在梭狀芽孢桿菌中，萌發抑制劑通常與萌發劑結構類似，如D-丙氨酸、D-絲氨酸和D-半胱氨酸等立體異構體可以與其對應的氨基酸競爭性抑制產孢梭菌和部分肉毒梭菌的萌發[122]（表2）。例如，6-硫鳥苷能夠抑制由肌苷介導的炭疽芽孢桿菌萌發[58]，鵝去氧膽酸和黃體酮及其衍生物等抑制艱難梭菌的萌發[123]。但并非所有由氨基酸誘導萌發的梭菌均會被萌發劑的立體異構體抑制，如索氏梭菌[77]。此外，肉桂醛、丁香酚和香芹酚等化合物是食物中毒型產氣莢膜梭菌與非食源性產氣莢膜梭菌的萌發抑制劑[124]，但其抑制機制目前尚不清楚。

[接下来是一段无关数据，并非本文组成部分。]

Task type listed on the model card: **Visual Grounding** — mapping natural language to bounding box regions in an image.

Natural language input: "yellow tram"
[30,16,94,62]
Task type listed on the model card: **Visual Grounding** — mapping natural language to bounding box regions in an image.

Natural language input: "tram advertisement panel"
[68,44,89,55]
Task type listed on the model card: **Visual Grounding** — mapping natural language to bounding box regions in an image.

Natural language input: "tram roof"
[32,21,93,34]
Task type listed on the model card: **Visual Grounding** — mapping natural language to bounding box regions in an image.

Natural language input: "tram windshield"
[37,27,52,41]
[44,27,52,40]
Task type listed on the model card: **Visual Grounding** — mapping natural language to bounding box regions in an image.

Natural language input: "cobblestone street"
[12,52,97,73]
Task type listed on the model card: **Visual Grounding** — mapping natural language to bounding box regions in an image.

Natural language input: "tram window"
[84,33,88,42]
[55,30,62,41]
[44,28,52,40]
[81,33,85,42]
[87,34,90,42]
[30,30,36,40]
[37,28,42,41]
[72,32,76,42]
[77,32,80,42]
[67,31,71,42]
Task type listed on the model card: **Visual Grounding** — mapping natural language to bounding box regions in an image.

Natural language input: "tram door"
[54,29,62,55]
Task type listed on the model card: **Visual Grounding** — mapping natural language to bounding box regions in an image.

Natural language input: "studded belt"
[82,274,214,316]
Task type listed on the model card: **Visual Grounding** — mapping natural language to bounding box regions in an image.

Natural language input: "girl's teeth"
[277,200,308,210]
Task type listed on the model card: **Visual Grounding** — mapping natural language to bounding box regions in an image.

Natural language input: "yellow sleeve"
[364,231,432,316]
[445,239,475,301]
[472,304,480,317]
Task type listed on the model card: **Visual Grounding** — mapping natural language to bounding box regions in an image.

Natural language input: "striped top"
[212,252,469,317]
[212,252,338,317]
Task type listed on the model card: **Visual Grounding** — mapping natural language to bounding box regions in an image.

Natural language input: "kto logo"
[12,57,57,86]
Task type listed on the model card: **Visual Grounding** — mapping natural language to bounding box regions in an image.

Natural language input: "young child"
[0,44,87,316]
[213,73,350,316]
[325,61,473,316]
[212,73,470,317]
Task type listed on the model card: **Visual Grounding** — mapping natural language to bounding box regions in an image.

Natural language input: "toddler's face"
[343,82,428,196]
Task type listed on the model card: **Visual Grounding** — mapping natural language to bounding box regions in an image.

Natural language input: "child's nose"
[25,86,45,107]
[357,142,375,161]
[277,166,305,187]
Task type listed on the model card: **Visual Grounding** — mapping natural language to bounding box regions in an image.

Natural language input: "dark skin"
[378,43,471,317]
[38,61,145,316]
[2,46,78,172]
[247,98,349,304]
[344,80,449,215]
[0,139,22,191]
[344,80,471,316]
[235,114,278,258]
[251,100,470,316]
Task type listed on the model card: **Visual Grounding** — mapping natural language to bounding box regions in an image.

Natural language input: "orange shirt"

綜上所述，影響芽孢萌發的因素主要是其所處環境或萌發抑制劑，環境條件的改變主要通過影響萌發受體的活性，而大部分萌發抑制劑通過作用于不同的萌發受體，與其對應的萌發因子產生可逆的競爭性抑制，從而影響芽孢的萌發。

6 結語

繼首次提出萌發因子激活萌發受體啟動萌發的觀點[125]后，眾多研究者對芽孢萌發機制進行了大量研究并取得了顯著進展。目前對芽孢桿菌和梭菌的萌發過程，如不同芽孢菌的萌發因子、萌發受體蛋白結構、影響因素及其萌發機制已經有了較為全面的了解，并能采取有效措施對芽孢進行殺滅或抑制其萌發生長，減少食品腐敗變質和引發食源性疾病的概率，但未來仍然有許多關鍵問題需要解決。首先，需要明確萌發受體確切功能及其在分子水平上的作用機制，而目前關于芽孢萌發機制研究多集中于萌發現象的觀測以及獨立萌發事件[11]，對于萌發過程中各獨立事件之間信號傳導機制知之甚少。其次，對梭狀芽孢桿菌萌發的研究起步較晚，導致對其萌發過程的理解遠不及桿菌。例如，仍不清楚艱難梭菌的芽孢如何生長成為營養細胞。另外，芽孢的萌發具有個體差異性，存在緩慢萌發或不萌發的超休眠芽孢[126-127]，需闡明其休眠機制并尋找有效誘導其萌發的方法。最后，仍需進一步探究芽孢中尚未發現的萌發因子或抑制劑，及其在不同芽孢菌中的作用位點、效果和影響。隨著科技水平的不斷提高，許多新工具和技術的應用有利于更加深入地了解芽孢的萌發過程，為食品加工中芽孢的控制提供更多新的思路。